The 3 months correlation between Oil and PTC is 0.79. Overlapping area represents the amount of risk that can be diversified away by holding Oil Natural Gas and PTC India Limited in the same portfolio, assuming nothing else is changed. The correlation between historical prices or returns on PTC India Limited and Oil Natural is a relative statistical measure of the degree to which these equity instruments tend to move together. The correlation coefficient measures the extent to which returns on Oil Natural Gas are associated (or correlated) with PTC India. Values of the correlation coefficient range from -1 to +1, where. The correlation of zero (0) is possible when the price movement of PTC India Limited has no effect on the direction of Oil Natural i.e., Oil Natural and PTC India go up and down completely randomly.

Pair Corralation between Oil Natural and PTC India

Assuming the 90 days trading horizon Oil Natural is expected to generate 1.16 times less return on investment than PTC India. But when comparing it to its historical volatility, Oil Natural Gas is 1.39 times less risky than PTC India. It trades about 0.08 of its potential returns per unit of risk. PTC India Limited is currently generating about 0.07 of returns per unit of risk over similar time horizon. If you would invest  8,651  in PTC India Limited on September 3, 2024 and sell it today you would earn a total of  8,714  from holding PTC India Limited or generate 100.73% return on investment over 90 days.
Time Period3 Months [change]
DirectionMoves Together 
StrengthSignificant
Accuracy99.36%
ValuesDaily Returns

Oil Natural Gas  vs.  PTC India Limited

 Performance 
       Timeline  
Oil Natural Gas 

Risk-Adjusted Performance

0 of 100

 
Weak
 
Strong
Very Weak
Over the last 90 days Oil Natural Gas has generated negative risk-adjusted returns adding no value to investors with long positions.
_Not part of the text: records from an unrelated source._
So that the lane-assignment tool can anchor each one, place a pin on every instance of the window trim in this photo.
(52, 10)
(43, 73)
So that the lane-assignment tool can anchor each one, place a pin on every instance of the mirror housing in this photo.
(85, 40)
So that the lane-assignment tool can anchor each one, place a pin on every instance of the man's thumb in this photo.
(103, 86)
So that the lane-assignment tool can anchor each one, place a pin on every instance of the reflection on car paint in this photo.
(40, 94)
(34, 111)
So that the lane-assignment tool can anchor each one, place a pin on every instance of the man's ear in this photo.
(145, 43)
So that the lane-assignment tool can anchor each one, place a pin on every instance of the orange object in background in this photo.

In spite of weak performance in the last few months, the Stock's basic indicators remain comparatively stable which may send shares a bit higher in January 2025. The newest uproar may also be a sign of mid-term up-swing for the firm private investors.
PTC India Limited 

Risk-Adjusted Performance

0 of 100

 
Weak
 
Strong
Very Weak
Over the last 90 days PTC India Limited has generated negative risk-adjusted returns adding no value to investors with long positions. In spite of inconsistent performance in the last few months, the Stock's technical and fundamental indicators remain rather sound which may send shares a bit higher in January 2025. The latest tumult may also be a sign of longer-term up-swing for the firm shareholders.
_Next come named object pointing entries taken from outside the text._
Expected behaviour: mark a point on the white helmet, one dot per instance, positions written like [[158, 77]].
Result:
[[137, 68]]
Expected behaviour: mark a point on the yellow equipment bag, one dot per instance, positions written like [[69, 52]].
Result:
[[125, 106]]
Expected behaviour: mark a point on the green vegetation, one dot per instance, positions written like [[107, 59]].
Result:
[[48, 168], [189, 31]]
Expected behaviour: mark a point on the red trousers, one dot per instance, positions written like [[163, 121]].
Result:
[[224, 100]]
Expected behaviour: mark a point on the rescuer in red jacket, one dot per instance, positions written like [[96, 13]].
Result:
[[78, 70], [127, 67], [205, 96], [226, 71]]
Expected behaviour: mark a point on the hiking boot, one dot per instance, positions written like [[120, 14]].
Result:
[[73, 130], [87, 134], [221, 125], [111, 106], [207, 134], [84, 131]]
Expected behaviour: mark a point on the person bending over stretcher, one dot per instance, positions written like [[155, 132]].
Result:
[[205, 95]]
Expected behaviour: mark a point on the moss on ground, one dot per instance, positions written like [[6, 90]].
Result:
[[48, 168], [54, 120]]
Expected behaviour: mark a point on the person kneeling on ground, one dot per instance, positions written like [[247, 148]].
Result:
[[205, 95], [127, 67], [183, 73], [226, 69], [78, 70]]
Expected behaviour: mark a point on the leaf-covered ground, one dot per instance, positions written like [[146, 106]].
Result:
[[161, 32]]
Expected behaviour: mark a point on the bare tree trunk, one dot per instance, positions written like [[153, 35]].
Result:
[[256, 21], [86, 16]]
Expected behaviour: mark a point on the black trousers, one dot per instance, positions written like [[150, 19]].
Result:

Oil Natural and PTC India Volatility Contrast

   Predicted Return Density   
       Returns  

Pair Trading with Oil Natural and PTC India

The main advantage of trading using opposite Oil Natural and PTC India positions is that it hedges away some unsystematic risk. Because of two separate transactions, even if Oil Natural position performs unexpectedly, PTC India can make up some of the losses. Pair trading also minimizes risk from directional movements in the market. For example, if an entire industry or sector drops because of unexpected headlines, the short position in PTC India will offset losses from the drop in PTC India's long position.
The idea behind Oil Natural Gas and PTC India Limited pairs trading is to make the combined position market-neutral, meaning the overall market's direction will not affect its win or loss (or potential downside or upside). This can be achieved by designing a pairs trade with two highly correlated stocks or equities that operate in a similar space or sector, making it possible to obtain profits through simple and relatively low-risk investment.
Check out your portfolio center.
Note that this page's information should be used as a complementary analysis to find the right mix of equity instruments to add to your existing portfolios or create a brand new portfolio. You can also try the Idea Breakdown module to analyze constituents of all Macroaxis ideas. Macroaxis investment ideas are predefined, sector-focused investing themes.